The count value sent by the latch circuit 6 is a value corresponding to the reciprocal of the moving speed of the recording / reproducing light transmitting lens. That is, the fact that the count value sent out by the latch circuit 6 is small means that the frequency in the track cross signal is high, which means that the moving speed of the recording / reproducing light transmitting lens is fast. Therefore, in such a case, since a large deceleration energy is required to stop the movement of the recording / reproducing light transmitting lens, the reciprocal number generating circuit 8 needs to send a large count value corresponding thereto. On the contrary, when the transmission count value of the latch circuit 6 is large, the reciprocal number generation circuit 8 must transmit a small count value. As described above, the reciprocal number generation circuit 8 outputs a value corresponding to the reciprocal number of the supplied count value, and therefore operates to satisfy the above-described operation. or,
The reciprocal number generation circuit 8 sends to the multiplexer 9 a value obtained by multiplying the reciprocal number of the count value sent from the latch circuit 6 by K at the transition point to the final tracking operation.

The output side of the multiplexer 9 converts the digital data sent from the multiplexer 9 into a voltage value composed of an analog signal which can be supplied to the lens moving device.
It is connected to the A converter 10, and the output side of the D / A converter 10 is connected to an amplifier and a moving coil (not shown) that constitute the lens moving device. When the control signal instructing the acceleration / deceleration operation is supplied from the control circuit 13, the multiplexer 9 selects the count value sent by the subtractor 7 and outputs the control signal instructing the final tracking operation. When supplied from the control circuit 13, the count value sent by the reciprocal number generation circuit 8 is selected, and one of the selected count values is sent to the D / A converter 10.

The operation of the pickup movement control device thus constructed will be described below.

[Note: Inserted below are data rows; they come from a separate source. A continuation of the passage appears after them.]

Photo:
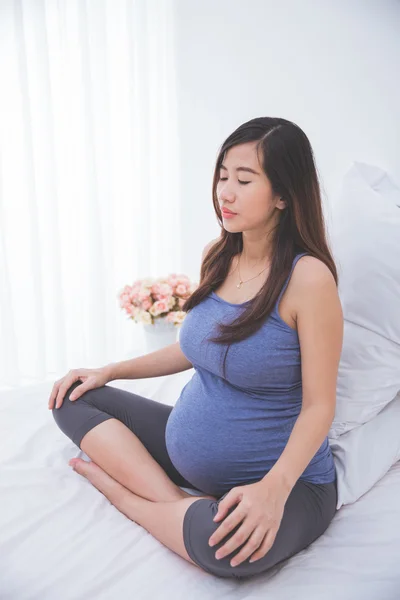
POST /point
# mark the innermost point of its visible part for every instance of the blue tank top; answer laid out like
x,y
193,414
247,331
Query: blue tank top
x,y
222,433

Counter 5
According to the EDGE signal sent by the edge detector 3, FIG.
As shown in (e), the adding and counting operation is performed corresponding to the H period of each binarized signal transmitted by the positive side comparator 1 and the negative side comparator 2. That is, the counter 5 starts the addition counting operation by supplying the EDGE signal corresponding to the rising edge of the binarized signal, and E corresponding to the falling edge of the binarized signal.
The addition counting operation is stopped by the supply of the DGE signal, and the addition counting value is reset.

The count value thus counted by the counter 5 is latched by the latch circuit 6 when the LAT signal sent from the edge detector 3 is supplied to the latch circuit 6, and the latched count value ( Hereinafter, it may be referred to as a latch count value) is sent to the subtractor 7 and the reciprocal number generation circuit 8.
The subtractor 7 accelerates or decelerates the moving recording / reproducing light transmitting lens up to a target speed, so that the count value corresponding to the target speed, for example, (B5, B4, B3,
A target count value consisting of 6 bits (B2, B1, B0) is supplied, and the subtractor 7 is a count value corresponding to the current moving speed of the recording / reproducing light transmitting lens and is a count value supplied from the latch circuit 6, For example, in this embodiment, (A5, A4, A3, A2,
The target count value is subtracted from the 6-bit latch count value (A1, A0), and the subtracted value is sent to the multiplexer 9.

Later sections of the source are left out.